Better algorithm on prime numbers

Question

I'm working on a program which will found the nth. prime number. For example, By listing the first six prime numbers: 2, 3, 5, 7, 11 and 13, we can see that the 6th prime is 13. I'm trying to making an algorithm, like, if I want to see 50th prime, I will add 1 to ends of the range() function. I'm using this algorithm to find primes at the moment;

cnt = 1
print (2)
for x in range(3,40,2):
    div = False
    for y in range(2,round(x**0.5)+1):
        if x%y == 0:
            div = True
    if div == False:
        print (x)
        cnt += 1

print ("\nThere is {} prime numbers.".format(cnt))

You see that, I put 40. But I want to put n there, so for example, untill reaching the 50th prime, add +1 to n.
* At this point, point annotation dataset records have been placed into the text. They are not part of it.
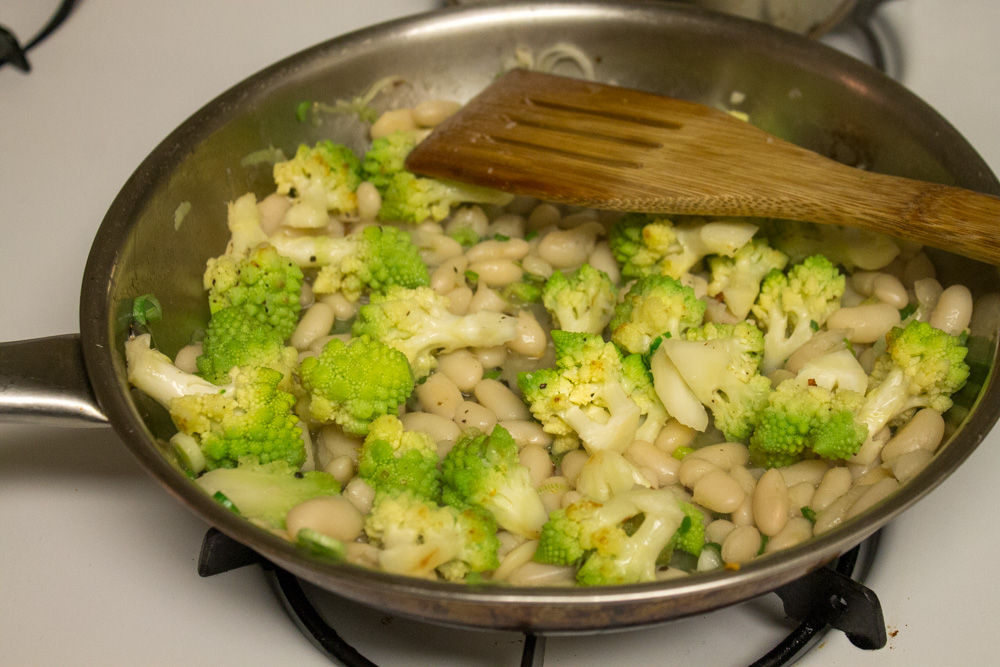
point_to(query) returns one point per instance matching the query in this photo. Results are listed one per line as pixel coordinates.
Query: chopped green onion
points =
(146, 309)
(223, 500)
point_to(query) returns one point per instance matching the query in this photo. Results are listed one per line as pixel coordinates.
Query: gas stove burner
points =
(831, 597)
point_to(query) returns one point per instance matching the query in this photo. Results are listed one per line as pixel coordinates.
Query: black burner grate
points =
(831, 597)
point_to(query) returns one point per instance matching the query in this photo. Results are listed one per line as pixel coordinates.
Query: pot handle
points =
(44, 381)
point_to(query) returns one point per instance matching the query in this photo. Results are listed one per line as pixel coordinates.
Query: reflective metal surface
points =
(788, 85)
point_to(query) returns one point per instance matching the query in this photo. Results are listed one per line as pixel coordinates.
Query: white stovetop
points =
(97, 562)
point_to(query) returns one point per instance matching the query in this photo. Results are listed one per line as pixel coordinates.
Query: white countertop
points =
(97, 562)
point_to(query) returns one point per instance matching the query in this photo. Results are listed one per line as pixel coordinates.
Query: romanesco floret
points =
(374, 258)
(654, 306)
(393, 460)
(266, 492)
(354, 383)
(235, 339)
(252, 418)
(649, 245)
(598, 537)
(484, 471)
(326, 172)
(921, 367)
(407, 197)
(849, 247)
(585, 394)
(719, 366)
(792, 306)
(416, 537)
(582, 300)
(267, 285)
(801, 420)
(418, 323)
(736, 280)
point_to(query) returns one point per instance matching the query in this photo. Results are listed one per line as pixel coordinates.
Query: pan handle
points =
(44, 381)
But it's not going to like that, if I tried something like;

cnt = 1
n = 40 #example
while cnt<50:
    for x in range(3,n,2):
        #codes
    if div == False:
        n += 1

I thought when the program finds a prime, it will add +1 to n and while loop will process untill find the 50th prime. But it didn't, primes are wrong if I use this one also, nothing relevant what I want to do.
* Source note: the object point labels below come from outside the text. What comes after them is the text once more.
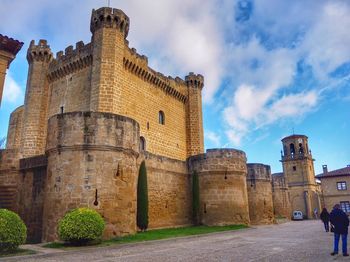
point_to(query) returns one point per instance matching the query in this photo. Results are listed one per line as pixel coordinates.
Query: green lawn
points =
(158, 234)
(17, 252)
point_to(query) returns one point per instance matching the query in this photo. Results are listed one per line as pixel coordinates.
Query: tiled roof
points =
(338, 172)
(9, 44)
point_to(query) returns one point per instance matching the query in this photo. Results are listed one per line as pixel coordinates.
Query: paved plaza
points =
(291, 241)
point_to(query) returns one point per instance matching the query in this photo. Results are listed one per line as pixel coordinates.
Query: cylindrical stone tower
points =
(280, 194)
(194, 121)
(260, 194)
(222, 186)
(92, 163)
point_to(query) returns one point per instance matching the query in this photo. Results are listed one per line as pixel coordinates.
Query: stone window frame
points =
(142, 143)
(161, 117)
(345, 206)
(341, 185)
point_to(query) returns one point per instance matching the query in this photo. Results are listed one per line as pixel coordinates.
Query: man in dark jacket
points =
(340, 221)
(325, 219)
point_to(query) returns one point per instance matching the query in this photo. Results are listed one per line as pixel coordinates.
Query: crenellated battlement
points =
(39, 52)
(194, 80)
(109, 18)
(257, 171)
(138, 65)
(70, 61)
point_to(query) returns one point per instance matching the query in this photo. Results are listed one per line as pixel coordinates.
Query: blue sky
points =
(270, 66)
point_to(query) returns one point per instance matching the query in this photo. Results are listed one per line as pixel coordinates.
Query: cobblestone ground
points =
(291, 241)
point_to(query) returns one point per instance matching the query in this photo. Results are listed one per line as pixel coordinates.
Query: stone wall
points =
(280, 194)
(331, 194)
(169, 191)
(222, 186)
(14, 132)
(36, 100)
(259, 189)
(9, 179)
(92, 163)
(32, 195)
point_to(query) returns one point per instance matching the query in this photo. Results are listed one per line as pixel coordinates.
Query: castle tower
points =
(109, 27)
(222, 177)
(259, 190)
(92, 163)
(8, 50)
(298, 169)
(195, 140)
(36, 100)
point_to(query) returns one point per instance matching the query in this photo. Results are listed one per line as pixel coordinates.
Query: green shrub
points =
(142, 198)
(195, 198)
(80, 226)
(13, 231)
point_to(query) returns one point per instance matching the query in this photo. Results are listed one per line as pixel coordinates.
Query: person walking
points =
(340, 221)
(324, 216)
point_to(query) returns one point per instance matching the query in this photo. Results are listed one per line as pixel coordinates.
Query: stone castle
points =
(93, 113)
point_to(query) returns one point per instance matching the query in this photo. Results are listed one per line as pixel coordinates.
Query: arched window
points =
(142, 144)
(292, 149)
(285, 150)
(301, 149)
(161, 118)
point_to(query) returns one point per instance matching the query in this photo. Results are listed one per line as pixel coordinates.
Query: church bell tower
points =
(298, 169)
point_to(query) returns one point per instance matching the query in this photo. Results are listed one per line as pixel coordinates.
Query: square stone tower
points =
(298, 169)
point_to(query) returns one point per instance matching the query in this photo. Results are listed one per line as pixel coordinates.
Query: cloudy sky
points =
(270, 66)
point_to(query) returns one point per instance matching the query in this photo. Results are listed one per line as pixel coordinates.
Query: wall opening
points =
(161, 117)
(142, 144)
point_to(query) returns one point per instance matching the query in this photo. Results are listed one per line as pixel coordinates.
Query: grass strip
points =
(156, 234)
(17, 252)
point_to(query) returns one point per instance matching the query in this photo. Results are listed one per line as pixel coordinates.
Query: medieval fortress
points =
(93, 113)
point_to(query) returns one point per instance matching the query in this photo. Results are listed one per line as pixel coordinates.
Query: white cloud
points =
(212, 137)
(263, 70)
(12, 91)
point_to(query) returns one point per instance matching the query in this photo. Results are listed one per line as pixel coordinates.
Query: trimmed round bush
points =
(80, 226)
(13, 232)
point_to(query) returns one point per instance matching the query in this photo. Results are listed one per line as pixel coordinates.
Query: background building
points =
(335, 188)
(298, 170)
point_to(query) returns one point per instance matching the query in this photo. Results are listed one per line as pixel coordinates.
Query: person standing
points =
(325, 218)
(340, 221)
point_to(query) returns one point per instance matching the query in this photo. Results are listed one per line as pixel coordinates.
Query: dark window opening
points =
(345, 206)
(161, 118)
(341, 185)
(285, 150)
(292, 149)
(142, 144)
(301, 149)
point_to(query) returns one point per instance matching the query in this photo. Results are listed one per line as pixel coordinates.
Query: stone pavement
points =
(291, 241)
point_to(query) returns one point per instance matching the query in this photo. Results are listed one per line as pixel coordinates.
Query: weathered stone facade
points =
(335, 188)
(222, 186)
(298, 169)
(91, 115)
(9, 47)
(260, 194)
(280, 195)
How to make this algorithm, obviously changing the last element of range() function does not working.
Is there better/elegant algorithm/way? If I want to find 200.000th prime, I need faster codes.

Edit: I was working with lists first but, I got MemoryError all the time when working with big numbers. So I pass that and using a variable that counting how much primes are there cnt.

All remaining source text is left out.